I voice my concern to my wife, she says find a new one. Just make sure its a woman, I use the state board website, and make a call. I tell the new counselor what happened, and she sets us up and appt. for yesterday. We both go in, I'm answering questions, my wife is real quiet, doesn't say much. We ran a bit over our time and another couple is waiting, as we walk out the door is when my wife drops the comment "I really just want to take our old bed out, set up a twin and paint the room for a fresh start"

One last log of information, she's also my boss in a way, I own a small construction company, she works for her dad, they own a large apartment complex, and its 90% of my business.


----------



## Toffer (Jan 31, 2012)

OUCH!

So the counselor didn't get a chance to weigh in on her statement huh? Be Darn sure to bring it up at your next session (when is that BTW?)

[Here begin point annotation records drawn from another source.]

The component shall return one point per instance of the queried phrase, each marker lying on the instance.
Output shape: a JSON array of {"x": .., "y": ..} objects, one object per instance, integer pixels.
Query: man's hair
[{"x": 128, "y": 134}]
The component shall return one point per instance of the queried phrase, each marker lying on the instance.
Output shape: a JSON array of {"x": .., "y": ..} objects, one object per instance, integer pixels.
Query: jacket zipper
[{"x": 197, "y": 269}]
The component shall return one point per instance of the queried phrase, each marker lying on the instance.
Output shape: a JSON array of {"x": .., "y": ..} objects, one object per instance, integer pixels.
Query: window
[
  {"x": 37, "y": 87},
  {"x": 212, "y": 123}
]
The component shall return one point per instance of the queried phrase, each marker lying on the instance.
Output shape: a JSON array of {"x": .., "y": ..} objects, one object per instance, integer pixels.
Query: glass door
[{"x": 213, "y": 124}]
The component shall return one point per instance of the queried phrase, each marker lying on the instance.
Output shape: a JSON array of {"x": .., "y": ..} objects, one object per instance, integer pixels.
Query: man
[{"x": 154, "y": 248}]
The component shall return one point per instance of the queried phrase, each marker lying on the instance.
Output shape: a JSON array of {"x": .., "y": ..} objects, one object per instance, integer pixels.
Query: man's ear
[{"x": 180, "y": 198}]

While you're working on yourself, be sure to try and expand your business so that her father isn't your main customer! Does she exert any control over your company because of daddy?


----------



## Thumper (Mar 23, 2013)

She's the one that submits my work orders, does my billing, handles my payroll, its a real mess. We don't have another MC appt. set up, she does have a appt. to visit her solo tho.


----------



## Toffer (Jan 31, 2012)

Get another MC session as soon as possible to address the bed issue. That's huge!


----------



## chillymorn (Aug 11, 2010)

the writing is on the wall. you need to start getting your act together.

shes resentfull that you seem to be ok with you business being 90% of her dad appartment complex. start looking to improve you business.

sounds like shes getting her ducks in a row. you should do the same.


----------



## F-102 (Sep 15, 2010)

Sounds like your W wants a MC that's really a women's divorce coach in disguise. That's why she wanted the next MC to be a woman-she wants one that will always take her side.

And then that "space" request? I'm sorry to say this, but there may be a whole new wrench in this works: "I need space" is womanese for "I've met someone..."


----------



## Plan 9 from OS (Jul 13, 2012)

F-102 said:


> Sounds like your W wants a MC that's really a women's divorce coach in disguise. That's why she wanted the next MC to be a woman-she wants one that will always take her side.
> 
> And then that "space" request? I'm sorry to say this, but there may be a whole new wrench in this works: *"I need space" is womanese for "I've met someone..."*


Especially when you take into account that she's going out a more and more with friends. Do you know which friends, where are they going and can you answer how long does she stay out?


----------



## A Bit Much (Sep 14, 2011)

I don't think wanting a twin bed in the room sounds like a person looking to date. It sounds like a person looking to be by herself for a long while.

The MC needs to know about her statement OP. Set up another MC appointment as soon as you can.


----------



## keko (Mar 21, 2012)

Thumper said:


> She's the one that submits my work orders, does my billing, handles my payroll, its a real mess. We don't have another MC appt. set up, she does have a appt. to visit her solo tho.


She has you by the balls.

What are you doing to change it?


----------



## Chris Taylor (Jul 22, 2010)

First, keep going to marriage counseling. Don't make any changes in the bedroom yet.

Second, get a list of issues YOU want addressed and make sure they are addressed in counseling. This is the only chance you get.

Third, don't worry about your business. If the sh!t hits the fan and you get divorced, she'd be hurting herself if she tried to hurt your business.

last, double check to make sure she hasn't found someone else already.


----------



## Mavash. (Jan 26, 2012)

Her and her mom decided you should move out? She works for her dad and that is 90% of your business? Now she wants a twin bed and space?

Dude if you can't read the writing on this wall I can't help you. She doesn't want to save the marriage she absolutely wants coaching on how to separate herself from you.


----------